Ггероиня настолько тупая, иногда даже складывается впечатление, что она просто умственно отсталая Особенно,... >>>>>




  84  

– Это я знаю, что он настоящий, а Гамлет не знает.

– М-м. Но ведь должна быть еще и другая, более глубокая причина его нерешительности, разве не в этом смысл пьесы?

– Я не говорил, что не было другой причины.

– Какая же?

– Он отождествляет Клавдия с отцом.

– А-а, ну да. И поэтому он, значит, и медлит, что любит отца и у него рука не поднимается на Клавдия?

– Нет. Отца он ненавидит.

– Но тогда бы ему сразу и убить Клавдия.

– Нет. Ведь не убил же он все-таки отца.

– Ну, тогда я не понимаю, каким образом отождествление Клавдия с отцом мешает Гамлету его убить.

– Ненавидя отца, он страдает от этого. Он чувствует себя виноватым.

– Значит, его парализует чувство вины? Но он нигде этого не говорит. Он ужасно самодовольный и ко всем придирается. Как, например, он безобразно обращается с Офелией.

– Это все стороны одного и того же.

– То есть чего?

– Он отождествляет Офелию с матерью.

– Но я думала, он любит мать?

– Вот именно.

– Как это «вот именно»?

– Он не может простить матери прелюбодеяния с отцом.

– Подожди, Брэдли, я что-то запуталась.

– Клавдий – это продолжение брата в плане сознания.

– Но невозможно же совершить прелюбодеяние с мужем, это нелогично.

– Подсознание не знает логики.

– То есть Гамлет ревнует? Ты хочешь сказать, что он влюблен в свою мать?

– Ну, это общее место. Знакомое до скуки, по-моему.

– Ах, ты об этом.

– Да, об этом.

– Понятно. Но я все равно не понимаю, как он может думать, что Офелия – это Гертруда, они нисколько не похожи.

– Подсознание только тем и занимается, что соединяет разных людей в один образ. Образов подсознания ведь всего несколько.
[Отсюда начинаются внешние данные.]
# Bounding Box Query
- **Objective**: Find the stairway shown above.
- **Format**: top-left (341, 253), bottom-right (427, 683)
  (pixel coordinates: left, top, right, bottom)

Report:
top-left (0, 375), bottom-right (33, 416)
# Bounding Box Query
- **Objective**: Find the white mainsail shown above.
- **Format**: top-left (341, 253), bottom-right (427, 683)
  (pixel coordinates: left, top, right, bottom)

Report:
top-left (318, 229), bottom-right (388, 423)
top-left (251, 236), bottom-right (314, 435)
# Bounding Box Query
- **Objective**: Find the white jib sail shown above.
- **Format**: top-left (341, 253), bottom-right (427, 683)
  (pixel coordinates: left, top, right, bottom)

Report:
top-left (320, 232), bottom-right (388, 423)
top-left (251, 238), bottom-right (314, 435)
– И поэтому разным актерам приходится играть одну и ту же роль?

– Да.

– Я, кажется, не верю в подсознание.

– Вот и умница.

– Брэдли, ты опять меня дурачишь?

– Нисколько.

– Почему Офелия не спасла Гамлета? Это у меня такой следующий вопрос.

– Потому, моя дорогая Джулиан, что невинные и невежественные молодые девицы, вопреки своим обманчивым понятиям, вообще не способны спасать менее молодых и более образованных невротиков – мужчин.
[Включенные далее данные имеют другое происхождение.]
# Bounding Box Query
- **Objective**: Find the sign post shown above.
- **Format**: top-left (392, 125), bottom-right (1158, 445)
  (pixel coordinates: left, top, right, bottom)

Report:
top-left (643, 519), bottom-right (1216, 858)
– Я знаю, что я невежественна, и не могу отрицать, что я молода, но с Офелией я себя не отождествляю!

– Разумеется. Ты воображаешь себя Гамлетом. Как все.

– Всегда, наверно, воображаешь себя главным героем.
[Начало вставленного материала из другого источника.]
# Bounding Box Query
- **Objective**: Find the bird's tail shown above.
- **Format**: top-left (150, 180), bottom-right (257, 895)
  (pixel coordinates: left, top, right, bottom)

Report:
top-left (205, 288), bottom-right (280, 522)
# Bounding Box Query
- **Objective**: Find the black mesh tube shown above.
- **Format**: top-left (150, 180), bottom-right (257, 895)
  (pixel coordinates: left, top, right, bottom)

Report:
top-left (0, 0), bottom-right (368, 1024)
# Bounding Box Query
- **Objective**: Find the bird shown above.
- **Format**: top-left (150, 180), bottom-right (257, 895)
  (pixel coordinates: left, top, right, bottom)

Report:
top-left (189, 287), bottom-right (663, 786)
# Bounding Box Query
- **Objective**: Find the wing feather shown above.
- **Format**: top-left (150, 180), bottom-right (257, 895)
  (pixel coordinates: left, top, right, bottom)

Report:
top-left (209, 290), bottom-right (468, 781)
– Для великих произведений это не обязательно. Разве ты отождествляешь себя с Макбетом или Лиром?

– Н-нет, но все-таки…

– Или с Ахиллом, или с Агамемноном, с Энеем, с Раскольниковым, с мадам Бовари, с Марселем, с Фанни Прайс…

– Постой, постой. Я тут не всех знаю. И, по-моему, я отождествляю себя с Ахиллом.

– Расскажи мне о нем.

– Ой, Брэдли… Ну, я не знаю… Он ведь убил Гектора, да?

– Ладно, неважно. Ты меня поняла, я надеюсь?

– Н-не совсем.

– Своеобразие «Гамлета» в том, что это – великое произведение, каждый читатель которого отождествляет себя с главным героем.

– Ага, поняла. Поэтому он хуже, чем другие основные произведения Шекспира?

– Нет. «Гамлет» – лучшая из пьес Шекспира.

– Тогда тут что-то странное получается.

– Именно.

– В чем же дело, Брэдли? Знаешь, можно, я запишу вкратце вот то, что мы с тобой говорили о Гамлете – что он не мог простить матери прелюбодеяния с отцом и все такое? Черт, как тут жарко. Давай откроем окно, а? И ничего, если я сниму сапоги? Я в них заживо испеклась.

– Запрещаю тебе что-либо записывать. Открывать окно не разрешаю. Сапоги можешь снять.

– Уф. «За это благодарствуйте». – Она спустила «молнии» на голенищах и обнажила обтянутые в розовое ноги. Полюбовавшись своими ногами, она расстегнула еще одну пуговицу у ворота и хихикнула.

Я спросил:

– Ты позволишь мне снять пиджак?

– Ну конечно!

– Сможешь увидеть мои подтяжки.

– Как обворожительно! Ты, наверно, последний мужчина в Лондоне, который носит подтяжки. Это теперь такая же пикантная редкость, как подвязки.

Я снял пиджак и остался в серой в черную полоску рубашке и серых армейского образца подтяжках.

– Ничего пикантного, к сожалению. Если б я знал, мог бы надеть красные.

– Значит, ты все-таки не ждал меня?

– Что за глупости. Ты не против, если я сниму галстук?

– Что за глупости.

Я снял галстук и расстегнул на рубашке две верхние пуговицы. Потом одну из них застегнул снова. Растительность у меня на груди обильная и седая (или «с проседью сребристой», если угодно). Пот бежал струйками у меня по вискам, сзади по шее, змеился через заросли на груди.